Detailed understanding of the Keras Model compilation process

Last updated on Oct 06 2022
Kalpana Kapoor

Table of Contents

Detailed understanding of the Keras Model compilation process

Keras – Model Compilation

This blog explains about how to compile the model. The compilation is the final step in creating a model. Once the compilation is done, we can move on to training phase.

Let us learn few concepts required to better understand the compilation process.

Loss

In machine learning, Loss function is used to find error or deviation in the learning process. Keras requires loss function during model compilation process.

Keras provides quite a few loss functions in the losses module and they are as follows −

  • mean_squared_error
  • mean_absolute_error
  • mean_absolute_percentage_error
  • mean_squared_logarithmic_error
  • squared_hinge
  • hinge
  • categorical_hinge
  • logcosh
  • huber_loss
  • categorical_crossentropy
  • sparse_categorical_crossentropy
  • binary_crossentropy
  • kullback_leibler_divergence
  • poisson
  • cosine_proximity
  • is_categorical_crossentropy

All above loss function accepts two arguments −

  • y_true − true labels as tensors
  • y_pred − prediction with same shape as y_true

Import the losses module before using loss function as specified below −

from keras import losses

Optimizer

In machine learning, Optimization is an important process which optimize the input weights by comparing the prediction and the loss function. Keras provides quite a few optimizer as a module, optimizers and they are as follows:

SGD − Stochastic gradient descent optimizer.
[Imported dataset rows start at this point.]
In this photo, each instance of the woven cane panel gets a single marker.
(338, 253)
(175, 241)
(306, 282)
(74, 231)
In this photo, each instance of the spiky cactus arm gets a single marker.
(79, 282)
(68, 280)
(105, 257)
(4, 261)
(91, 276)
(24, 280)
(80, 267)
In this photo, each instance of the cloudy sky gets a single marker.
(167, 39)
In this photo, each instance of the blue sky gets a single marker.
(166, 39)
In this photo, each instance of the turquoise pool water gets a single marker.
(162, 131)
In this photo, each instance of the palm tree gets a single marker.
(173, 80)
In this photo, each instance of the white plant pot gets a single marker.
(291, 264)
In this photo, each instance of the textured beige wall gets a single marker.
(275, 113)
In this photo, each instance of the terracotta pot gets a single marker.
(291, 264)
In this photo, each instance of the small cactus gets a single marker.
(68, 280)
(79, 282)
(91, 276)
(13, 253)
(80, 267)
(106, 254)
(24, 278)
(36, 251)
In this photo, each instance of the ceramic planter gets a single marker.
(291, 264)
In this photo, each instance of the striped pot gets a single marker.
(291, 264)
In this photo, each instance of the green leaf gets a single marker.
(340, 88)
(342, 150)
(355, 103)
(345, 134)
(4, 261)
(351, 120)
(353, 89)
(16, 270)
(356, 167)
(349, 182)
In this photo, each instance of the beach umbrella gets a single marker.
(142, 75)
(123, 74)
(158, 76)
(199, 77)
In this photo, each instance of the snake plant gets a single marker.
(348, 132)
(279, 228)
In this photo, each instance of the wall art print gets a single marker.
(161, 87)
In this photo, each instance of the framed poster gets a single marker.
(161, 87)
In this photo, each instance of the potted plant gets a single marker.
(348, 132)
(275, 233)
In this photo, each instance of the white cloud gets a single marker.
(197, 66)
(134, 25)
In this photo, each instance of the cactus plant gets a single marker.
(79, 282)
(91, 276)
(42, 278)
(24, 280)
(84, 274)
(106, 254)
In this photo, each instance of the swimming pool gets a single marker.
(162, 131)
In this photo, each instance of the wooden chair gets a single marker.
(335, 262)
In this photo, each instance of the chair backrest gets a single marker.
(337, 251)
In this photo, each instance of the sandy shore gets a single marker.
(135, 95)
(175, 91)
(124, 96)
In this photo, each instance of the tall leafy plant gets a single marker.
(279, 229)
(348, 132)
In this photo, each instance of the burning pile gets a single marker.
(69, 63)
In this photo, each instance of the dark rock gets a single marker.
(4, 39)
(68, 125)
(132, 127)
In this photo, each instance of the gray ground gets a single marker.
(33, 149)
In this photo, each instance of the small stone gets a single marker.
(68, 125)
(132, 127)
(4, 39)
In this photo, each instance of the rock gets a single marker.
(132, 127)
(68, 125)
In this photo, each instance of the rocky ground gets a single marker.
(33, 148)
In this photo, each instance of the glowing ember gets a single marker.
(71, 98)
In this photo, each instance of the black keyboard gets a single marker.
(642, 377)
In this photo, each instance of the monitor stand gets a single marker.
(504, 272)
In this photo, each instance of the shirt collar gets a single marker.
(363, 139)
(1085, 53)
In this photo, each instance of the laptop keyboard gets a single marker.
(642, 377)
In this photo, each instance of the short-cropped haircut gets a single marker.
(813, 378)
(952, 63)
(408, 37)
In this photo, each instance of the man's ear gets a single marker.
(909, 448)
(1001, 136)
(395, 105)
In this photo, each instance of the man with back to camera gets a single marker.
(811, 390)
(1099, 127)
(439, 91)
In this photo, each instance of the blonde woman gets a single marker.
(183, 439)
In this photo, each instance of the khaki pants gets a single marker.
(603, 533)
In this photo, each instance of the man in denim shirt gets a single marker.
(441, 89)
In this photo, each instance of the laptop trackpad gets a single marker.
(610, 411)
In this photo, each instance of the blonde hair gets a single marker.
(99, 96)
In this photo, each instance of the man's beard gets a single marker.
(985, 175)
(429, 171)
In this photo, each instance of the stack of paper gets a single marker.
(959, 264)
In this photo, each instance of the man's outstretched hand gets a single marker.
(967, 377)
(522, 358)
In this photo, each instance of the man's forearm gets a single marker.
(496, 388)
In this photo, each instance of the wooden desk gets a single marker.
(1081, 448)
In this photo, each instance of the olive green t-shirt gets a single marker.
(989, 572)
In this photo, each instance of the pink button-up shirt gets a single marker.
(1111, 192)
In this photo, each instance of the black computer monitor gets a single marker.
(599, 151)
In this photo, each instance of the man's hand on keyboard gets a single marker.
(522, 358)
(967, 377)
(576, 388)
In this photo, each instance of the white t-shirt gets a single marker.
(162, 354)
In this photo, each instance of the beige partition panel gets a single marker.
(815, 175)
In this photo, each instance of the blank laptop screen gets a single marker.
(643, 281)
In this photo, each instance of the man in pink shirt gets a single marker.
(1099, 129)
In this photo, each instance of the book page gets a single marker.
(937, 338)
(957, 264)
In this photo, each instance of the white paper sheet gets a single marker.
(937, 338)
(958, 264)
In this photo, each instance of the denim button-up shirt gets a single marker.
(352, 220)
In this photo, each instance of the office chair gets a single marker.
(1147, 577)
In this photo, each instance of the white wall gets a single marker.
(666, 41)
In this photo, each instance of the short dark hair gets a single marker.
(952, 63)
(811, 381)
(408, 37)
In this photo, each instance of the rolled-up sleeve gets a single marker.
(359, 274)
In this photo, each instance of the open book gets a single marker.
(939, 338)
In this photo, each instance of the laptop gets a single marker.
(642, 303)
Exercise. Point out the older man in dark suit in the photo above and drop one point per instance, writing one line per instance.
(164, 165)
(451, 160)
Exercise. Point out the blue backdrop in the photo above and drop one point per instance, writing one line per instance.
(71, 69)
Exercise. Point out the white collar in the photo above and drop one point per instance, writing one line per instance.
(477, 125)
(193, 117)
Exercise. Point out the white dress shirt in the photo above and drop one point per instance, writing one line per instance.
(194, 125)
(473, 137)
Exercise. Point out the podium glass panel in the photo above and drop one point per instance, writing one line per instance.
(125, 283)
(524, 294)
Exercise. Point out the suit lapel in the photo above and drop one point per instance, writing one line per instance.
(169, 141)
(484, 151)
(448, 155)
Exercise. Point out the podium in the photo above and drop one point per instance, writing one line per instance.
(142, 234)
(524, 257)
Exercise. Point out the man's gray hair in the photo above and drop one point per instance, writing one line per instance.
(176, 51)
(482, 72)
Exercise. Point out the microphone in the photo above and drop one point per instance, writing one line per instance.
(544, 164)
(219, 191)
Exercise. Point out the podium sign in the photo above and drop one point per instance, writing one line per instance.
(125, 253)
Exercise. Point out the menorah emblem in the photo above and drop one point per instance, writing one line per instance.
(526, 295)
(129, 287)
keras.optimizers.SGD(learning_rate = 0.01, momentum = 0.0, nesterov = False)

RMSprop − RMSProp optimizer.

keras.optimizers.RMSprop(learning_rate = 0.001, rho = 0.9)

Adagrad − Adagrad optimizer.

keras.optimizers.Adagrad(learning_rate = 0.01)

Adadelta − Adadelta optimizer.

keras.optimizers.Adadelta(learning_rate = 1.0, rho = 0.95)

Adam − Adam optimizer.

keras.optimizers.Adam(

learning_rate = 0.001, beta_1 = 0.9, beta_2 = 0.999, amsgrad = False

)

Adamax − Adamax optimizer from Adam.

keras.optimizers.Adamax(learning_rate = 0.002, beta_1 = 0.9, beta_2 = 0.999)

Nadam − Nesterov Adam optimizer.

keras.optimizers.Nadam(learning_rate = 0.002, beta_1 = 0.9, beta_2 = 0.999)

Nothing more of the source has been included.